Я увидела, как тетю пронзила дрожь.
– Мы все понимали, что стали свидетелями чуда. Ее тело продолжало тужиться еще полчаса. Мы не знали, что делать, – бедный малыш оказался уже в родовом канале, когда мы пришли в себя. Это было одновременно потрясающе, ужасно и невероятно.
Какое-то время мы обе молчали. Мурашки поползли к голове, когда я представила труп беременной женщины, чье тело сотрясают родовые схватки и чьи глаза при этом мертвы и больше ничего не видят. К горлу подступила тошнота.
– Это была хорошая мать, вот что я скажу, – произнесла Фейт, – и она продолжала любить свое дитя даже с того света.
– Но как это возможно? – Я взяла из буфета стакан и налила себе воды. – Ты узнавала у кого-нибудь, бывали ли раньше такие случаи?
После нескольких больших глотков у меня заурчало в животе. Я приложила к нему руку, не совсем понимая, доволен он или нет.

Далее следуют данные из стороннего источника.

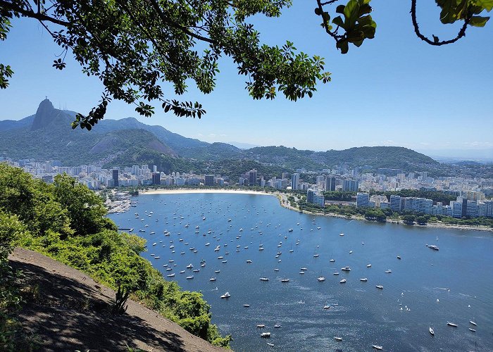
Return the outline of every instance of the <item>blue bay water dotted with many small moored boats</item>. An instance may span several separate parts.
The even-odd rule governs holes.
[[[273,196],[156,194],[135,199],[137,207],[110,217],[147,240],[142,256],[165,277],[174,272],[170,279],[183,289],[204,294],[213,322],[222,334],[232,334],[235,351],[372,351],[373,344],[384,351],[493,351],[490,232],[306,215],[282,208]],[[260,244],[263,251],[258,251]],[[436,244],[439,251],[425,244]],[[220,250],[214,251],[217,245]],[[275,258],[277,251],[282,254]],[[200,272],[186,269],[190,263]],[[172,270],[166,271],[166,264]],[[345,266],[351,272],[342,271]],[[300,275],[300,268],[308,270]],[[185,279],[188,275],[194,279]],[[325,282],[317,281],[320,276]],[[261,282],[260,277],[270,280]],[[341,279],[347,282],[341,284]],[[221,299],[226,291],[231,297]],[[325,305],[331,308],[324,310]],[[476,332],[469,331],[469,320],[477,322]],[[458,327],[447,326],[448,321]],[[258,329],[258,324],[266,327]],[[261,338],[261,332],[270,332],[270,339]]]

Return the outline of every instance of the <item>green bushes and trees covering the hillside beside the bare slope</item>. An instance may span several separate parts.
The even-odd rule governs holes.
[[[145,241],[118,233],[105,214],[102,199],[67,175],[45,184],[19,168],[0,163],[1,341],[18,344],[10,317],[15,317],[20,302],[13,276],[4,275],[7,253],[16,245],[39,251],[119,290],[116,306],[120,312],[125,309],[126,293],[132,292],[133,298],[192,334],[228,346],[231,337],[220,337],[216,325],[211,324],[210,307],[202,295],[182,291],[175,282],[163,279],[139,256]]]

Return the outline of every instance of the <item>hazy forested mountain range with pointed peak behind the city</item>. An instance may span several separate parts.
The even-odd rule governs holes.
[[[274,173],[297,168],[321,170],[336,165],[368,171],[377,168],[430,171],[440,165],[424,154],[395,146],[367,146],[342,151],[309,151],[285,146],[239,149],[232,144],[207,143],[183,137],[135,118],[104,119],[90,132],[80,128],[72,130],[70,122],[75,114],[58,110],[45,99],[35,115],[22,120],[0,121],[0,152],[14,160],[59,160],[68,166],[92,163],[111,167],[149,163],[158,165],[158,170],[164,172],[200,170],[229,173],[251,167]]]

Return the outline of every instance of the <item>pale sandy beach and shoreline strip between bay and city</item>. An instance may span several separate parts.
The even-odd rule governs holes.
[[[375,222],[371,220],[366,220],[364,217],[359,217],[355,215],[351,215],[350,218],[348,218],[346,215],[340,215],[340,214],[334,214],[334,213],[314,213],[312,211],[307,211],[307,210],[299,210],[299,208],[294,208],[289,204],[289,201],[287,200],[287,194],[281,193],[281,192],[273,192],[273,193],[268,193],[266,191],[246,191],[242,189],[155,189],[155,190],[149,190],[149,191],[142,191],[140,193],[141,195],[146,195],[146,194],[198,194],[198,193],[219,193],[219,194],[251,194],[251,195],[258,195],[258,196],[275,196],[280,203],[280,206],[282,208],[286,208],[289,210],[294,210],[297,211],[298,213],[304,213],[308,215],[319,215],[319,216],[328,216],[330,218],[343,218],[343,219],[348,219],[348,220],[359,220],[359,221],[366,221],[366,222]],[[394,219],[387,219],[385,220],[385,223],[389,224],[394,224],[394,225],[406,225],[410,227],[420,227],[420,228],[426,228],[426,227],[435,227],[435,228],[442,228],[442,229],[453,229],[453,230],[470,230],[470,231],[482,231],[482,232],[493,232],[493,228],[490,227],[485,227],[485,226],[480,226],[480,227],[475,227],[475,226],[470,226],[470,225],[449,225],[449,224],[442,224],[442,223],[437,223],[437,222],[428,222],[427,225],[407,225],[404,224],[403,220],[394,220]]]

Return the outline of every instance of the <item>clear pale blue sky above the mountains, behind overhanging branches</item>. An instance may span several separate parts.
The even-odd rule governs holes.
[[[485,28],[469,28],[456,44],[435,47],[414,34],[410,1],[374,0],[375,39],[342,55],[313,13],[316,1],[294,2],[281,18],[252,21],[268,44],[289,39],[301,51],[325,57],[332,82],[320,84],[313,99],[254,101],[244,89],[245,77],[224,58],[212,94],[191,87],[183,96],[204,105],[207,114],[201,120],[159,110],[142,118],[118,101],[111,103],[106,118],[132,116],[206,142],[314,150],[395,145],[430,153],[493,149],[493,20]],[[454,37],[457,26],[441,25],[438,15],[435,1],[418,1],[422,31]],[[72,58],[65,70],[52,68],[60,53],[34,20],[15,21],[6,42],[0,42],[0,62],[15,71],[11,87],[0,91],[1,120],[35,113],[44,96],[57,108],[87,113],[94,106],[101,84],[82,75]]]

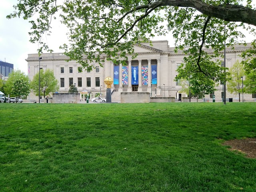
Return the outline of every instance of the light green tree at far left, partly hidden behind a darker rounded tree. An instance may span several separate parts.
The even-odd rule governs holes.
[[[8,94],[12,95],[12,88],[14,87],[14,83],[17,80],[23,79],[22,82],[24,82],[25,84],[29,83],[28,76],[19,69],[13,70],[12,73],[10,73],[8,77],[9,78],[4,85],[4,93],[6,95],[8,95]],[[16,96],[16,94],[14,94],[13,96]]]

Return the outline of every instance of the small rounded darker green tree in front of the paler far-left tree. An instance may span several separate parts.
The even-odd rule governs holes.
[[[17,96],[28,96],[30,90],[29,90],[29,82],[23,78],[18,79],[14,82],[13,86],[12,86],[12,95]]]

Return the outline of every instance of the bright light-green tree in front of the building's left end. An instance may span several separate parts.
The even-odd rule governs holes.
[[[30,82],[30,88],[34,91],[36,96],[39,96],[39,72],[35,74],[32,82]],[[51,92],[59,90],[58,80],[54,77],[53,70],[46,69],[40,70],[40,95],[45,96]]]

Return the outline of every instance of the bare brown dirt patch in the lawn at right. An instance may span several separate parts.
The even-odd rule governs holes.
[[[230,150],[242,152],[248,158],[256,158],[256,138],[229,140],[224,142],[223,145],[231,146]]]

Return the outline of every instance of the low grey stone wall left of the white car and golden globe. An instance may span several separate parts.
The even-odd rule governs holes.
[[[53,93],[52,103],[78,103],[80,93]]]

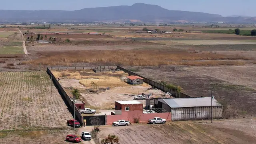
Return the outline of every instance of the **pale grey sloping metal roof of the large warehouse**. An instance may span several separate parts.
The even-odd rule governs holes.
[[[200,107],[211,106],[211,97],[205,98],[169,98],[158,100],[171,108],[186,108],[186,107]],[[213,98],[212,106],[222,106],[217,100]]]

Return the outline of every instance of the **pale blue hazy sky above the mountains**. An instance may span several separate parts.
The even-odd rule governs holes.
[[[1,10],[80,10],[82,8],[156,4],[168,10],[207,12],[222,16],[256,16],[256,0],[0,0]]]

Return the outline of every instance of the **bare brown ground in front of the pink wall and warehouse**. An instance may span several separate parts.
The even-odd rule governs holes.
[[[233,123],[233,124],[231,124]],[[233,125],[230,127],[230,125]],[[255,143],[255,119],[170,122],[160,125],[101,127],[100,138],[115,134],[120,144],[244,144]],[[250,133],[252,132],[252,133]]]

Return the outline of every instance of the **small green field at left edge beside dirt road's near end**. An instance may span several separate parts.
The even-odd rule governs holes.
[[[0,54],[24,54],[22,46],[2,46]]]

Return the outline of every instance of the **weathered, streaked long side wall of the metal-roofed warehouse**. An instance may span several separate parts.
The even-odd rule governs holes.
[[[163,108],[166,104],[163,104]],[[211,106],[191,107],[191,108],[172,108],[172,120],[192,120],[211,118]],[[222,106],[213,106],[213,118],[222,117]]]

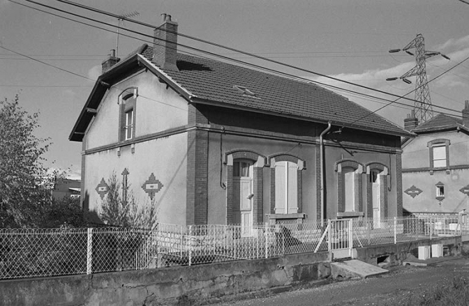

– О да, – ответила тетя. – Мы все тогда были в замешательстве. Заведующий больницей сразу же обратился к картотеке и запросил отчеты о похожих случаях. Ни одного не пришло. Я послала письмо своему старому университетскому другу – человек принял около сотни родов, – и он тоже никогда не слышал о подобном. Посоветовал оставить поиски. Отец Джашера был не слишком доволен той шумихой, которая возникла вокруг этого случая – последовало бесчисленное количество просьб об интервью и исследованиях. Он был против всего этого. И я его не виню.
– А что случилось с отцом Джашера? – спросила я, выглядывая в окно на задний двор. Кузен пока не появился.
– Это тоже печальная история, – отозвалась Фейт. – Сначала казалось, что с ним все в порядке. Конечно, ему пришлось погоревать, но он забрал мальчика домой и пытался растить его один. Что еще ему оставалось? К несчастью для Джашера, отец стал винить его в смерти жены. Боюсь, он ужасно издевался над сыном.